Le président de la République a accompli un exploit. Il n'a réellement fait campagne que pendant quinze jours ; il a trouvé une majorité dans un paysage politique en fusion avec deux adversaires, Le Pen et Jean-Luc Mélenchon qui, associés à Zemmour et à Dupont-Aignan, rassemblent 52 % des électeurs. Il ne peut pas empêcher les gauches et les droites d'envisager des coalitions capables de faire un enfer de son second mandat. Mais ce sont là les objections de tous ceux qui ont perdu. Son analyse de départ, celle qui l'a conduit à la magistrature suprême, a été largement ratifiée ; loin de ressembler à un feu de paille, sa candidature en 2017 lui a ouvert un boulevard électoral. Loin de l'abaisser, de le minoriser, de l'écarter, les critiques dont il a été abreuvé, souvent avec cynisme et perversité, l'ont renforcé.
La puissante mécanique des institutions de Vè République lui a permis de l'emporter en se servant des divisions de la gauche et de la droite. Elles veulent s'unir ? Pourquoi pas ? Encore faut-il qu'elles se redressent alors que la mêlée électorale a laissé à droite, à gauche et chez les écologistes un champ de ruines. Les partis classiques doivent maintenant se livrer à une profonde réflexion, qui ne sera pas terminée avant les élections législatives. Le RN n'est pas sûr de s'appuyer sur le réseau d'implantations locales dont il bénéficie pour faire élire des députés et encore moins pour obtenir une majorité ; le PS est en lambeaux et ne survivra pas sans une complète refonte de ses méthodes et de son personnel ; EELV risque de tomber dans les oubliettes et laisser la gestion de l'écologie à la prochaine majorité.

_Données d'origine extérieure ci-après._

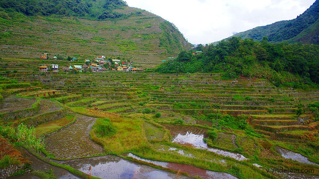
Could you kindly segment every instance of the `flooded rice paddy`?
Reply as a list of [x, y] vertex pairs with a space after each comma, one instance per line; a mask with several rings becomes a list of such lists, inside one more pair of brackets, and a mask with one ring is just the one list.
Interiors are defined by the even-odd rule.
[[[48, 169], [52, 168], [54, 171], [54, 175], [58, 178], [61, 179], [79, 179], [68, 171], [59, 167], [57, 167], [48, 164], [37, 158], [29, 152], [24, 149], [20, 150], [22, 155], [27, 158], [29, 161], [33, 163], [31, 168], [35, 170], [40, 170], [46, 171]], [[23, 175], [20, 176], [14, 176], [12, 178], [38, 178], [37, 177], [30, 175]]]
[[89, 134], [96, 118], [80, 115], [77, 121], [43, 140], [46, 149], [58, 158], [66, 159], [88, 156], [102, 153], [102, 147]]
[[163, 125], [171, 131], [173, 137], [173, 142], [185, 146], [207, 150], [219, 155], [229, 157], [238, 160], [248, 159], [242, 155], [210, 147], [204, 142], [204, 138], [208, 137], [207, 130], [189, 126], [177, 126], [164, 124]]
[[153, 161], [145, 159], [136, 156], [130, 153], [126, 154], [125, 156], [130, 157], [140, 161], [151, 163], [154, 165], [160, 166], [162, 167], [169, 168], [175, 171], [179, 170], [181, 172], [187, 173], [192, 176], [198, 176], [203, 178], [214, 178], [216, 179], [237, 178], [237, 177], [227, 173], [213, 172], [182, 163]]
[[54, 101], [45, 99], [41, 99], [40, 101], [41, 108], [39, 114], [54, 111], [62, 109], [57, 103]]
[[25, 99], [11, 96], [4, 99], [3, 105], [0, 106], [0, 112], [10, 112], [29, 108], [36, 101], [35, 98]]
[[[171, 179], [176, 175], [148, 165], [142, 165], [112, 155], [95, 157], [57, 161], [87, 174], [102, 178], [114, 179]], [[182, 175], [180, 179], [190, 178]]]
[[304, 163], [318, 165], [317, 163], [309, 161], [308, 158], [303, 155], [289, 150], [279, 146], [276, 146], [276, 151], [286, 159], [290, 159]]

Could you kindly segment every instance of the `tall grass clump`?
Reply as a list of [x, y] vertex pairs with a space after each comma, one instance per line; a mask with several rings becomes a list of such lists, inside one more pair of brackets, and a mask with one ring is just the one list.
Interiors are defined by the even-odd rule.
[[99, 118], [92, 126], [93, 131], [99, 138], [109, 137], [116, 132], [116, 128], [111, 122], [110, 119]]
[[40, 152], [44, 148], [44, 144], [40, 139], [37, 139], [33, 127], [28, 128], [20, 124], [16, 129], [11, 127], [0, 126], [0, 135], [14, 141], [20, 142]]

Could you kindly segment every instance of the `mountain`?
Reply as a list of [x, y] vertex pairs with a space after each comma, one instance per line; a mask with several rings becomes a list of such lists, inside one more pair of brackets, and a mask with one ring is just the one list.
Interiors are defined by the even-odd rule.
[[271, 43], [286, 41], [290, 42], [301, 42], [318, 44], [318, 19], [319, 1], [316, 0], [309, 9], [295, 19], [257, 27], [237, 33], [228, 38], [241, 37], [261, 41], [263, 37], [266, 36]]
[[0, 0], [0, 57], [104, 55], [151, 67], [192, 47], [173, 24], [120, 0]]

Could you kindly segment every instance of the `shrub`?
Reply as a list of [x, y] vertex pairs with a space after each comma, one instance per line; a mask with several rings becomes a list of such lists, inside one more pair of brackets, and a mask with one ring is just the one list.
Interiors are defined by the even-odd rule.
[[207, 131], [207, 133], [208, 134], [209, 137], [213, 141], [217, 139], [218, 137], [217, 132], [215, 131]]
[[92, 127], [97, 137], [99, 138], [111, 136], [116, 132], [116, 128], [110, 119], [106, 118], [97, 119]]
[[184, 120], [180, 118], [178, 118], [175, 120], [173, 124], [184, 124]]
[[158, 112], [155, 114], [155, 117], [158, 118], [160, 118], [161, 115], [160, 112]]
[[144, 108], [142, 111], [142, 113], [145, 113], [146, 114], [149, 114], [151, 113], [151, 110], [148, 108]]

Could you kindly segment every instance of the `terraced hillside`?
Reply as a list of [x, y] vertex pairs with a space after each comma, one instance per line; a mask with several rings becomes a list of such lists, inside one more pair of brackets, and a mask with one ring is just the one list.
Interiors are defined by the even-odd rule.
[[0, 57], [39, 58], [46, 52], [49, 58], [59, 54], [84, 60], [104, 55], [152, 67], [190, 47], [177, 29], [160, 17], [126, 6], [115, 11], [136, 15], [99, 21], [12, 12], [7, 19], [0, 18]]
[[[100, 177], [134, 176], [133, 171], [110, 169], [118, 167], [117, 162], [128, 167], [133, 165], [130, 161], [180, 170], [189, 175], [184, 178], [319, 175], [317, 89], [279, 88], [263, 79], [223, 80], [219, 73], [39, 73], [38, 61], [0, 61], [6, 78], [0, 84], [3, 101], [15, 95], [28, 100], [19, 110], [2, 109], [14, 116], [0, 116], [5, 126], [36, 127], [36, 136], [45, 144], [43, 153], [55, 162], [86, 173], [89, 166], [93, 171], [110, 168], [93, 172]], [[296, 115], [300, 109], [302, 121]], [[112, 132], [101, 132], [106, 128]], [[123, 159], [115, 161], [110, 154]], [[79, 159], [97, 155], [103, 156]], [[75, 160], [83, 162], [71, 165]], [[270, 171], [279, 167], [314, 172]], [[153, 178], [150, 171], [164, 173], [146, 168], [149, 170], [140, 172], [149, 178]]]

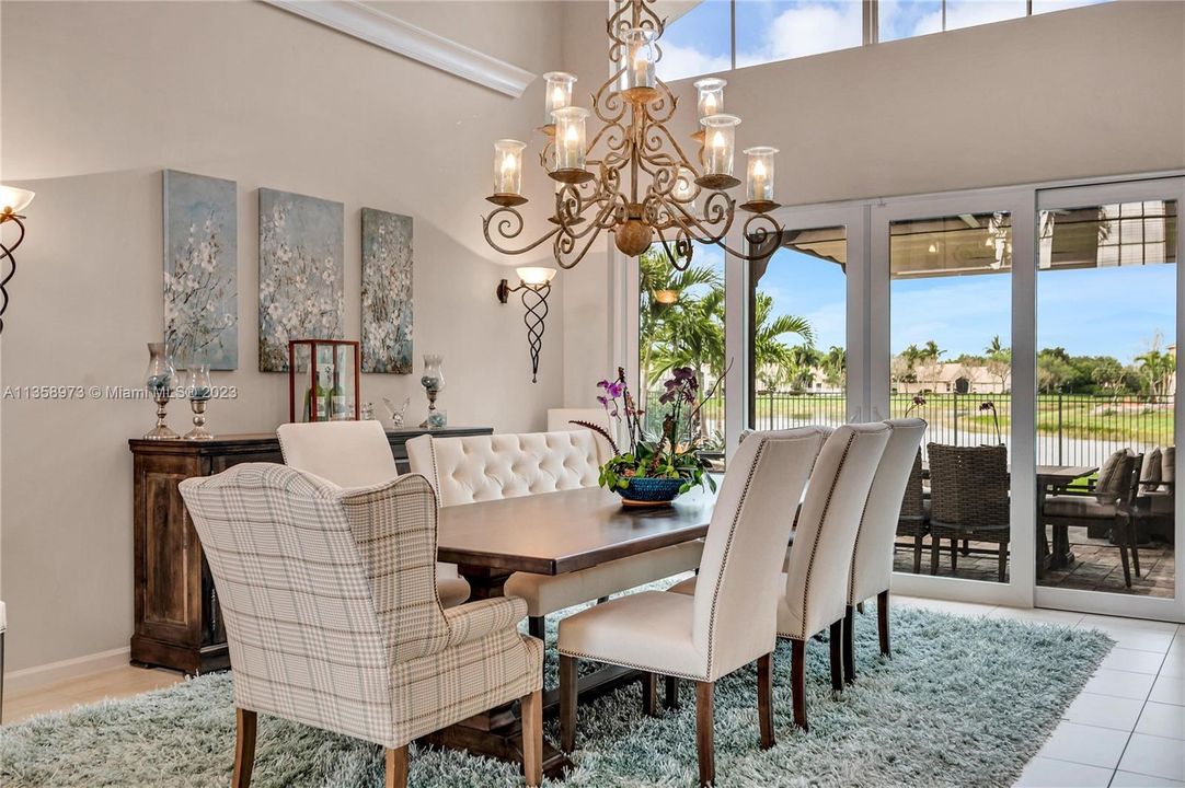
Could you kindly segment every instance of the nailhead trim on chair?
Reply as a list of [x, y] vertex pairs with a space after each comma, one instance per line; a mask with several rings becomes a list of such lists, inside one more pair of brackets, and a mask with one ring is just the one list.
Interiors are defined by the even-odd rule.
[[[844, 454], [839, 457], [839, 465], [835, 467], [835, 476], [831, 480], [831, 488], [827, 491], [827, 500], [822, 505], [822, 517], [819, 518], [819, 528], [815, 531], [814, 543], [811, 545], [811, 560], [807, 563], [807, 582], [802, 585], [802, 634], [798, 635], [795, 640], [806, 640], [806, 628], [807, 628], [807, 598], [811, 596], [811, 571], [814, 569], [814, 557], [815, 552], [819, 550], [819, 538], [822, 536], [822, 528], [827, 524], [827, 513], [831, 511], [831, 499], [835, 494], [835, 486], [839, 483], [839, 476], [844, 473], [844, 465], [847, 462], [847, 453], [852, 448], [852, 443], [856, 441], [856, 433], [852, 433], [847, 437], [847, 444], [844, 447]], [[867, 505], [867, 502], [865, 502]], [[781, 635], [781, 633], [779, 633]], [[787, 635], [789, 636], [789, 635]]]

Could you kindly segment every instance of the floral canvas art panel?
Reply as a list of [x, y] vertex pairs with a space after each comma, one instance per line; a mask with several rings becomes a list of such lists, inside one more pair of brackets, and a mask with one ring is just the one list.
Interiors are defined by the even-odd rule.
[[260, 190], [260, 371], [288, 371], [289, 339], [341, 339], [341, 203]]
[[411, 373], [411, 217], [363, 209], [363, 372]]
[[184, 369], [238, 369], [238, 186], [164, 172], [165, 342]]

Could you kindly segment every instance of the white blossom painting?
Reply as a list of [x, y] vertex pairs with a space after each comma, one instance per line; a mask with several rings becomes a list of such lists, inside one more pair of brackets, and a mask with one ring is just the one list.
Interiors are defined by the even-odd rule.
[[363, 209], [363, 372], [411, 373], [411, 217]]
[[341, 203], [260, 190], [260, 372], [288, 371], [289, 339], [341, 339]]
[[238, 367], [238, 187], [164, 173], [165, 341], [179, 367]]

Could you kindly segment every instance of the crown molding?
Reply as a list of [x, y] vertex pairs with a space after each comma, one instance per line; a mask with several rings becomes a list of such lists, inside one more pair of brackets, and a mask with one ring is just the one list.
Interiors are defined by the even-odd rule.
[[536, 75], [358, 0], [263, 0], [346, 36], [518, 98]]

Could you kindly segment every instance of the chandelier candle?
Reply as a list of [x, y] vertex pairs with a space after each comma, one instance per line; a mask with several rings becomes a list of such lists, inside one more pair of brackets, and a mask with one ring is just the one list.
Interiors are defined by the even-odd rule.
[[[592, 94], [589, 109], [572, 104], [571, 75], [544, 77], [545, 109], [551, 128], [543, 129], [540, 165], [563, 186], [551, 199], [544, 231], [526, 237], [526, 219], [515, 206], [526, 201], [518, 192], [486, 198], [498, 206], [482, 217], [486, 242], [504, 255], [537, 254], [551, 246], [558, 268], [574, 268], [590, 249], [598, 249], [610, 232], [622, 254], [634, 257], [661, 249], [677, 270], [687, 270], [700, 245], [713, 244], [743, 260], [769, 255], [782, 226], [767, 211], [773, 203], [773, 160], [750, 172], [744, 205], [728, 190], [741, 186], [734, 177], [736, 115], [725, 115], [724, 79], [696, 82], [697, 145], [685, 148], [670, 127], [680, 122], [683, 107], [671, 88], [655, 75], [662, 57], [665, 24], [658, 0], [613, 4], [604, 32], [609, 38], [609, 76]], [[591, 111], [590, 111], [591, 110]], [[585, 128], [589, 115], [592, 128]], [[514, 164], [521, 167], [521, 149]], [[520, 182], [515, 180], [517, 184]], [[756, 191], [752, 191], [756, 190]], [[755, 197], [768, 199], [755, 199]], [[737, 209], [750, 211], [743, 220], [744, 244], [731, 248], [725, 238], [737, 228]]]
[[556, 133], [556, 122], [551, 115], [557, 109], [572, 105], [572, 87], [576, 77], [565, 71], [549, 71], [543, 75], [545, 91], [543, 96], [543, 132], [544, 134]]
[[494, 198], [501, 199], [501, 205], [521, 205], [526, 201], [520, 193], [524, 148], [526, 142], [518, 140], [494, 142]]
[[777, 148], [768, 146], [745, 148], [745, 155], [749, 156], [749, 187], [745, 190], [745, 197], [749, 198], [749, 201], [747, 205], [774, 203], [775, 153], [777, 153]]
[[577, 172], [584, 173], [584, 120], [587, 109], [565, 107], [552, 113], [556, 118], [556, 169], [551, 177], [563, 182], [576, 182]]

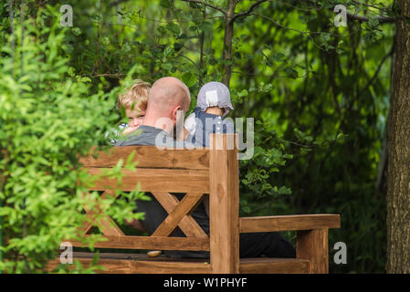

Macron salué dans le monde
Le président réélu n'a pas nié que la France traverse une crise profonde, Il a fort bien compris que la grogne nationale ne vient pas seulement des invectives qu'on ne cesse de lui lancer et qu'il faut l'attribuer aux inégalités et aux difficultés financières que rencontre la classe moyenne. Il a été élu par une droite des villes que Le Pen rebute et qui vient de LR. Une classe dont il protège les intérêts parce qu'elle est indispensable aux progrès de la société française. Mais il est temps pour lui de se pencher sur le sort de millions de citoyens exaspérés qui croient que l'extrémisme est une solution.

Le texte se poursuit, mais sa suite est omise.